The Mets entered dangerous territory with a 10-21 record, yet reports indicate the club has no immediate plans to fire manager Carlos Mendoza.

That decision matters because teams with expectations rarely project patience when losses pile up this fast. New York’s start has turned every series into a referendum on leadership, roster construction, and urgency. Still, sources suggest the organization does not see a managerial change as the first lever to pull, even as the club sits with MLB’s worst mark.

The Mets may own baseball’s worst record, but reports indicate the organization still believes changing the manager right now would not solve the deeper problem.

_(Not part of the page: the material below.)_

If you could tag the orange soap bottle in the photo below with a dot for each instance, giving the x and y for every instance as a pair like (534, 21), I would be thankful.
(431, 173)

Mendoza now stands at the center of a familiar sports debate: when a talented team underperforms, how much blame belongs in the dugout and how much belongs elsewhere? The report does not erase the pressure. It simply shows that, for the moment, team decision-makers appear more focused on stabilizing the season than delivering a headline-grabbing dismissal.

Key Facts

  • Reports indicate the Mets have no immediate plans to fire manager Carlos Mendoza.
  • New York owns MLB’s worst record at 10-21.
  • The team’s poor start has intensified scrutiny around leadership and direction.
  • For now, the organization appears to favor patience over a managerial shake-up.

The choice to stay the course also reveals how early-season crises unfold inside a high-profile franchise. Firing a manager can signal accountability, but it can also expose panic. By backing Mendoza in public, or at least declining to move against him now, the Mets appear to be betting that internal fixes carry more value than a sudden change at the top of the dugout.

What comes next will decide whether this show of support looks steady or shortsighted. If the Mets begin to climb, Mendoza’s survival will read as restraint under pressure. If the losses continue, the questions will only grow louder — not just about the manager, but about the larger path the franchise chose when the season started to slip.